The Challenge
Remind is a communication platform that allows schools and districts to reach and engage with their communities. With a presence in over 70% of US public schools, Remind experiences a pattern of cyclical usage: The number of active users skyrockets every year in August and September, when teachers and students return to school. In 2017, during the company's biggest back-to-school season to date, Remind passed 27 million active users and spent two weeks at the top of Apple's App Store.
To prepare for the annual surge, Remind adopted robust Chaos Engineering tools to test for potential failures—and prevent service disruptions that could impact the ability of teachers, students, and parents to communicate during one of the most important times of the school year.
The Solution
Remind ran chaos experiments with Gremlin's Latency Gremlin to prevent failures during the crucial period when millions of teachers, students, and parents were downloading and using the app. This allowed the team to introduce latency, a delay in network communication, to their Redis cache, which writes to DynamoDB.

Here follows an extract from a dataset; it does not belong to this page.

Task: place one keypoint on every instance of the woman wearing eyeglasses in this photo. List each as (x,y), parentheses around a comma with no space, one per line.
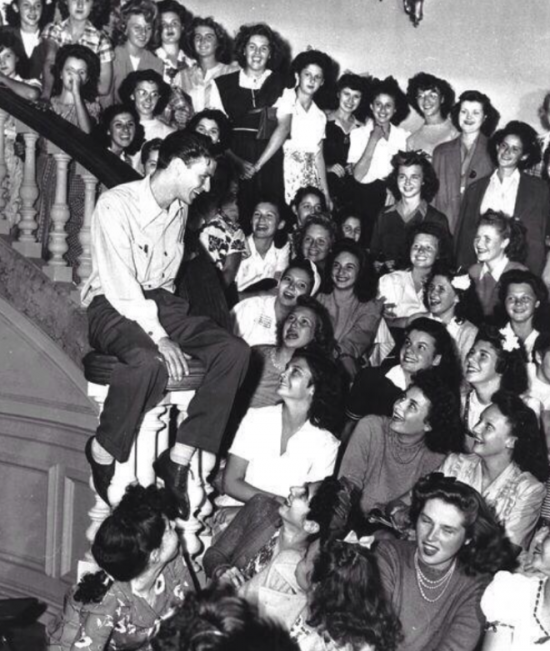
(132,35)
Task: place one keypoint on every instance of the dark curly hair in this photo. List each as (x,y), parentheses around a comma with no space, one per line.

It's important to run these experiments frequently—not just once—because latency can swing widely under different circumstances. For example, it’s useful to see if a service can handle 100ms of latency across the board. As confidence grows that lower amounts of latency won’t negatively affect the system, then expand the blast radius and run subsequent experiments with higher latency to ultimately find the point when the application fails. Another example would be to run experiments that test how the service responds when only a single host has high latency.
In this case, Remind ran latency experiments to see how slow DynamoDB could get before users started feeling the effects. Identifying potential issues in advance would allow the team to prepare for them more effectively.
As Remind’s Head of Infrastructure Engineering Michael Barrett put it,
Chaos Engineering allows us to have ‘pre-mortems’ instead of post-mortems.
Michael Barrett
Head of Infrastructure Engineering
Results
The results of these experiments revealed where Remind could prepare additional technical resources during peak usage. Even if Redis became slow, the team could ensure that upstream services would remain stable.
The team was also able to prioritize resource allocation during peak traffic to make sure that the most important features always remained functional. This way, Remind could spend two weeks as #1 in the App Store without affecting teachers, students, and parents.
Preparing for failure means maximizing user experience, and that can involve both design and technical solutions. The results of the chaos experiments also allowed Remind’s engineers to collaborate with their design team on new fallback experiences—so that no matter what, their users had a consistent experience on the platform.
What Comes Next
Chaos Engineering is now part of the engineering culture at Remind, empowering service owners to run chaos experiments with Gremlin. This includes incorporating and automating chaos experiments into the normal deployment pipeline alongside unit and integration testing.
Gremlins Used
Latency Gremlin - Injects latency into all matching egress network traffic.
The Latency Gremlin is one of four Network gremlins that allow you to see the impact of lost or delayed traffic to your application.